The Player Next Door

            Mike Giamaria jerked in alarm, his only thought: WTF?

            He’d been out for his third run of the day, enjoying himself as he zipped through Evanston, IL without being followed by the paparazzi. It was a pretty place as suburbia went, and he liked seeing chalk drawings on the sidewalk, a couple fat family dogs snoozing in the shade, and a woman dangling upside down from her roof.

            That was when he jerked to a stop.

            A woman–blonde and slender–dangled upside down from the roof. One foot was caught in the gutter, but the rest of her was hanging upside down by a thin nylon rope tied to the chimney. She’d looped the cord through the belt loops of her jean cut offs. Her tee shirt had drifted up to her nose, and while he watched, she stripped the thing off and let it drop lazily to the ground–another good ten feet below her.

            He immediately started cataloguing thoughts. First the assets: creamy white skin, pink bra with a dangling piece of lace, and a nice slender torso. Nice cleavage, he thought, even as his mind was racing through the cons. A too thin nylon rope pulled taut, a ten-plus foot drop, and soft dirt that would still break her neck when she fell.

            Holy shit, she was going to die.

            That’s when his feet started moving again. He easily cleared the package of roofing tiles on the ground. Had she been roofing? Then he leaped over the sickly looking hedge to reach her side.

            “Stay calm. I’m here,” he said as he made the side of the house.

            Damn, she was too quiet. No hysterics, no screams. Had she fainted? He came up right underneath her, accidentally stepping on her dropped tee. Her head was tilted and her eyes widened in surprise when he came into view.

            “Oh hello,” she said, her voice surprisingly cheerful. “I didn’t see you there.”

            “Too busy taking a header?” he asked.

            But she just frowned as she popped earbuds out of her ears. He could hear the rapid beat of drums, loud and clear. “Sorry. What did you say?”

            “Just stay calm,” he repeated, though she seemed bizarrely casual. He reached out to steady her, his hands settling on her shoulders even though they practically itched to slide over to her generous tits. The thought wasn’t appropriate, but he was a guy after all and he wanted to keep things calm. Slow. Steady. Creamy mounds right next to his hands.
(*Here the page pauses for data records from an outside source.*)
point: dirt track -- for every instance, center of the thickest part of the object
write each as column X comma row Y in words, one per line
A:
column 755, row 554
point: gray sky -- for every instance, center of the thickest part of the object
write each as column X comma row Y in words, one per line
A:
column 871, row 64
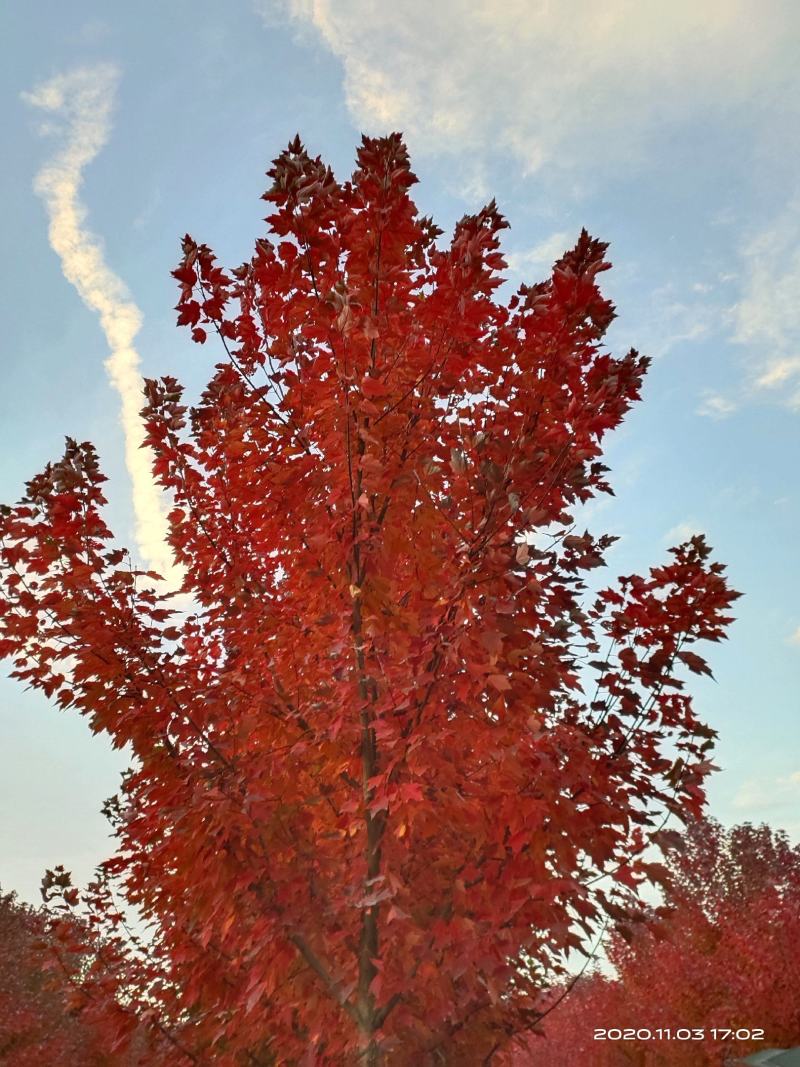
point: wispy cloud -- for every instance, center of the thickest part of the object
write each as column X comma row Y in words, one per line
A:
column 717, row 407
column 80, row 102
column 767, row 315
column 682, row 531
column 543, row 254
column 578, row 82
column 764, row 795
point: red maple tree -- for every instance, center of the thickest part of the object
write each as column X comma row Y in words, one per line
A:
column 720, row 962
column 38, row 1022
column 397, row 760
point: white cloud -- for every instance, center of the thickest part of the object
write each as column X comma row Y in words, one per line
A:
column 542, row 255
column 716, row 407
column 81, row 102
column 764, row 795
column 767, row 315
column 683, row 531
column 571, row 82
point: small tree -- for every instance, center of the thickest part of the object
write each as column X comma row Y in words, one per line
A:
column 374, row 802
column 722, row 960
column 37, row 1021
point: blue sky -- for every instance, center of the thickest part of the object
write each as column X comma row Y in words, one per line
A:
column 669, row 129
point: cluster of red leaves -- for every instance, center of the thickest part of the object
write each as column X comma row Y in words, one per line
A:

He waited a beat to refocus his thoughts. Besides, it was best to get over the sudden recognition and starstruck gibbering now. After all, he was a superstar athlete for the Knicks, recognizable even here in Chicagoland. After she’d calmed down, they could move on to deal with the situation.

            But nothing happened. He’d flipped his hoodie back so she was staring full at his face. She just looked at him, her expression bizarrely serene.

            Okay. So maybe she didn’t recognize people upside down. Or maybe she was a little more freaked out than she let on. Her jaw was rigid in the way of someone holding back fear while remaining outwardly calm. Either way, he had to get her down from there.

            “Where’s the ladder?” he asked. Even with his busted shoulder, he could probably haul her up. But he had to get on top of the roof first.

            “My car’s a Prius.”

            “What?”

            She frowned at him, then explained with a slow patient voice. “No ladder. It was too big for my car.”

            Ah. Right. He’d seen the powder blue thing in the driveway. But… “How’d you get up there?”

            She gestured with her arm, the motion making her sway such that her strawberry blonde ponytail seemed to spin as she twisted. “Tree.”

            He looked into the backyard where a dying locust tree had overgrown the roof. Sure it would be an easy climb for a kid, but he wouldn’t want to carry roofing tiles up there. Those things were damned heavy. And sure enough, there was another spilled package of tiles on the ground.

            Jesus. “Okay. I’ll climb the tree.”

            She twisted back to look at him. Bright blue eyes the color of her car caught his gaze. “Okay. But there’s no need.”

            “You’re about to plunge to your death.” He wouldn’t usually say something like that. One mention of falling and his sisters would have descended into hysterics, but this woman seemed practically blasé. Maybe she’d hit her head and was concussed. That would explain a lot.     

She smiled, and he was momentarily startled by the charming sight of her slightly crooked teeth. “Don’t be silly. I have everything under control.” Then she winked at him. “And if I fall, you can be heroic and catch me.”